Previous clinical trials that studied the efficacy of NTZ combined with radiotherapy in patients with locally advanced head and neck squamous cell carcinoma reported that the addition of NTZ caused mild toxicity and may improve the radiation sensitivity of unresectable head and neck tumors (Talavera et al., 2009). Randomized studies that enrolled Indian patients with advanced head and neck squamous cell carcinoma concluded that concurrent use of NTZ with radiotherapy or chemoradiotherapy was safe and provided long-term survival benefits (Patil et al., 2019; Reddy et al., 2014). In NPC, CCRT significantly increased radiotherapy- and chemotherapy-related adverse events such as mucositis, skin reactions, and organ toxicity (Chen et al., 2012). Therefore, it is essential to clarify the adverse side effects of combination treatments with NTZ. Wang et al. concluded that long-term usage of NTZ did not increase the incidence of radiation-related toxicities; no skin rashes or infusion reactions were observed in the treated NPC patients (Fangzheng et al., 2018). Consistent with this finding, Wang et al. conducted a 1:3 PSM analysis in III-IVa stage NPC patients that received IMRT with or without NTZ, and no significant differences were observed between the two regimens in terms of acute toxicities (Zhi-Qiang et al., 2019). We made similar observations in the current analysis (Table 2), demonstrating that NTZ plus CCRT may be a safe therapy regimen for locally advanced NPC patients.
The nomogram models showed favorable predictive accuracy and discriminative ability. Some studies have established a nomogram model for predicting NPC survival (J. Li et al., 2018; W.-Z. Li et al., 2021; Tang et al., 2015). In the present study, we constructed models for predicting the OS, PFS, LRFS, and DMFS. We included potential prognostic biomarkers in the nomogram models. The models showed that the combination of NTZ and CCRT treatment contributed to better predict prognosis for stage III-IVa NPC patients.

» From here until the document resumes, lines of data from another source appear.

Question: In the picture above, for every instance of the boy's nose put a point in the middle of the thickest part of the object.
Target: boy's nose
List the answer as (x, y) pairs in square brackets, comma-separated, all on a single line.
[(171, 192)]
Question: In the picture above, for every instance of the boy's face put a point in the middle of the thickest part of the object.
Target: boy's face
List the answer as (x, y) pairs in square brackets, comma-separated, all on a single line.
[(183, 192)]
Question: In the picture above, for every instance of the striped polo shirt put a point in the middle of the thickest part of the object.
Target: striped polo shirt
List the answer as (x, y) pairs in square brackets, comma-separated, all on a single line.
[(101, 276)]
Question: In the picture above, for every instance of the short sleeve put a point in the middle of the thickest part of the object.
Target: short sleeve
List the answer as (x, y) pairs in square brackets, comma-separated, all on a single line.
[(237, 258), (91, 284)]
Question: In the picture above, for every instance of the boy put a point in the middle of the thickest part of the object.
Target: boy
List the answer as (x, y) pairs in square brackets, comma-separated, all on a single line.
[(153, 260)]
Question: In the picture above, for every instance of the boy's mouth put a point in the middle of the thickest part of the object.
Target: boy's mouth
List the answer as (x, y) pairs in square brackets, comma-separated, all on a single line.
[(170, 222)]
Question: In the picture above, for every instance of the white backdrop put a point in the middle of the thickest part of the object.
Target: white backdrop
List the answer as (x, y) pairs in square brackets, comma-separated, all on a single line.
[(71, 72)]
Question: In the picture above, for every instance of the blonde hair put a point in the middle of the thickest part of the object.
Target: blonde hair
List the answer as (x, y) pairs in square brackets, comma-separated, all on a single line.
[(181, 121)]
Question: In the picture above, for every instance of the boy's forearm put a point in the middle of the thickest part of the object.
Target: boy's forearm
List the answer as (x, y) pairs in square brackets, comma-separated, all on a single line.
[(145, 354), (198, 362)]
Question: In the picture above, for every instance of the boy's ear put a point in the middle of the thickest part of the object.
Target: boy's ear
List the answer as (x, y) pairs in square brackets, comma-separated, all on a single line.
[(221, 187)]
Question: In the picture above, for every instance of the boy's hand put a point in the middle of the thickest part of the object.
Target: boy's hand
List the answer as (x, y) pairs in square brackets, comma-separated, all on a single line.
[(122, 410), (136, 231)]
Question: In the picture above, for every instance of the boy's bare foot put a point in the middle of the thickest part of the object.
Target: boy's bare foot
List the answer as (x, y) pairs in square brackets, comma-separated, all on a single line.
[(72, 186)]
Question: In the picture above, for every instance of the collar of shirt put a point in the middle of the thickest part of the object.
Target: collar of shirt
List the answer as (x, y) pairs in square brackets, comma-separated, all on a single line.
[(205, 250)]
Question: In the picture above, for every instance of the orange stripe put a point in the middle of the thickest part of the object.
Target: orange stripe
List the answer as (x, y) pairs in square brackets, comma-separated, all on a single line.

Although our analysis verified the positive efficacy of the NTZ plus CCRT regimen for local advanced NPC patients, and the nomogram models provided useful tools for clinical decision-making, the current study still had several limitations. Firstly, as a retrospective study, potential selection bias was unavoidable, even though the bias was minimized by recruiting consecutive NPC patients and using the PSM analysis. Secondly, information of the EGFR expression level is missing; therefore, the relationship between the EGFR expression level and the efficacy of NTZ is unclear. Finally, the study population was enrolled from a single center. Therefore, external validation, including a prospective and randomized study, is needed to verify our findings.